For a broader overview of how BESH Stat NG results are checked, including reference datasets, automated tests, and comparison workflows, see the Validation page.
Summary
This tutorial shows that binary classifier reporting in Excel should not stop at fitting a model and reading the coefficient table.
A good reporting workflow asks:
- how was the model trained?
- how does it perform on holdout data?
- what does the confusion matrix show?
- how does performance change across thresholds?

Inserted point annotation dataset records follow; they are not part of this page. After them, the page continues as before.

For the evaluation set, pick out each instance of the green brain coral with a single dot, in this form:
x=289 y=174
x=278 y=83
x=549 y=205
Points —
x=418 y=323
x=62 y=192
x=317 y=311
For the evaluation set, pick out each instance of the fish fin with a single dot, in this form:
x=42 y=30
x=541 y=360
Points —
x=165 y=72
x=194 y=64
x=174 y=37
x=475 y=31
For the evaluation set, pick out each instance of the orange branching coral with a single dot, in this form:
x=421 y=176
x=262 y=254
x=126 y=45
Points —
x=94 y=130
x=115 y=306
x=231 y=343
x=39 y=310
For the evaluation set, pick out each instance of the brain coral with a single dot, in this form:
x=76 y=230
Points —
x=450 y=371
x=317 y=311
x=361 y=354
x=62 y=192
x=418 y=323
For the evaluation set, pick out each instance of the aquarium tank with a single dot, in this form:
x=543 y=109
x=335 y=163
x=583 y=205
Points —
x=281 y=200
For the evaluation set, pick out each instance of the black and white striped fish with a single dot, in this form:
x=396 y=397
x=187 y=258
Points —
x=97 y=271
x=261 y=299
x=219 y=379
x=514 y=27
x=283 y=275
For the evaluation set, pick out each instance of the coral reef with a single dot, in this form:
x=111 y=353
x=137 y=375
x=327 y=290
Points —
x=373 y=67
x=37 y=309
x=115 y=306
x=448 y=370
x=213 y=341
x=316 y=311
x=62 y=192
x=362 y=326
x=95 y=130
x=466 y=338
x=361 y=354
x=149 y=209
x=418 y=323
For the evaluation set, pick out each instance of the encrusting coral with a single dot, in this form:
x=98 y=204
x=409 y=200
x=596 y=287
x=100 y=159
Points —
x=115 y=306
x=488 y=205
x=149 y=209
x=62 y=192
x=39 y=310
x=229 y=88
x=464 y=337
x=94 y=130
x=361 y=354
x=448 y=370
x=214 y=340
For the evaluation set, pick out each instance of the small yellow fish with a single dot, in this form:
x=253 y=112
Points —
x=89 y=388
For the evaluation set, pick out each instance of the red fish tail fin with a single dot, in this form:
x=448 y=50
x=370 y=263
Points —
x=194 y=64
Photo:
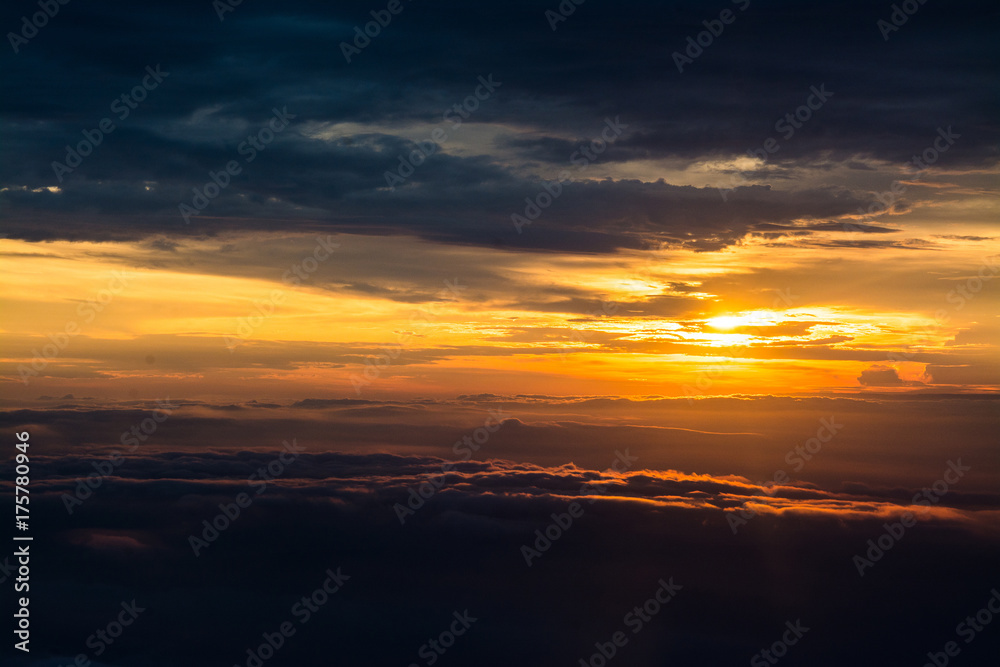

- how good is the ranking performance?
- are the probabilities calibrated?
In this workbook, the answers are strong:
- the holdout confusion matrix is very good
- the default 0.50 threshold works well
- a threshold of 0.40 performs slightly better overall on this holdout set
- the ROC AUC is 0.9931
- calibration is good
- the Brier score is low
That makes this a strong example for teaching classifier reporting and for building reusable Excel-based reporting templates.
Frequently asked questions
Why is a holdout set important?
Because training-set performance can look better than real-world predictive performance. A holdout set gives a more honest evaluation.
Why is 0.50 not always the best threshold?
Because the best threshold depends on the practical goal. Sometimes sensitivity matters most, sometimes specificity, and sometimes a balanced compromise is preferred.
What does AUC tell me?
AUC tells you how well the model ranks positive cases above negative cases across all possible thresholds.
Why do I need calibration if the ROC curve is excellent?
Because a model can rank cases well but still output poorly calibrated probabilities. ROC and calibration answer different questions.
What does the Brier score add?
It evaluates the full probability forecast, not just threshold-based classification, and is useful when you care about how good the predicted probabilities are.